Amsterdam-Atlanta, GA: Rodopi, 1992. 300 pp. ISBN 90-5183-411-X Hfl. 45,-.

Reviewed by Patrick De Rynck
Leuven

Table of contents

    The second half of the 18th century and particularly the first decades of the 19th century have traditionally been considered a period where on a European scale major shifts in translation theory and practice took place: generally spoken, the 'adaptive' approach was gradually replaced by a more 'accurate' one. For Luc Korpel, the author of the dissertation at hand, the depiction of Dutch translations by Dutch literary historians forms a point of departure and (contrastive) background for her own investigation. The dominant attitude of many of them, she correctly states, was to consider translation apart from the 'original' literature, not as an integral part of the literary enterprise.
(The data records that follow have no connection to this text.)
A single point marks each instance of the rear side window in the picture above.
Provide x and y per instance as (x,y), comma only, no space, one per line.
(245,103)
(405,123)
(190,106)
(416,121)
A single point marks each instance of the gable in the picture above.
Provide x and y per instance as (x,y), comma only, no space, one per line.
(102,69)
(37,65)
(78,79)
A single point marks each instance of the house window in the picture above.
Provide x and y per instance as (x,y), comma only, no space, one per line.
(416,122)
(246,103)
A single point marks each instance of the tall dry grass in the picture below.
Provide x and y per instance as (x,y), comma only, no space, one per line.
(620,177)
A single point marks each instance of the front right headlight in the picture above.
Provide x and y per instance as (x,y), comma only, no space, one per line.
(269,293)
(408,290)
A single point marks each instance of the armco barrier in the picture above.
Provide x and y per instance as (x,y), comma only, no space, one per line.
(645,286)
Even worse: 20th-century standards were often applied a historically to 18th and 19th century translations which had been created in keeping with other guidelines. This "to study translation as part of a larger complex rather than in isolation" (p. 254, English summary) is the major presupposition or axiom of the present investigation: "This study aims at a description of Dutch translation discourse between 1750 and 1820 [= chapter IV, PDR]. Until recently, translation discourse and, to a lesser extent, translation practice have been greatly neglected in Dutch literary historiography [which is illustrated in ch. II, PDR]. The results of my exploration of this terra incognita are compared with contemporary views on translation in Germany, England and France [= ch. V, PDR]" (p. 253).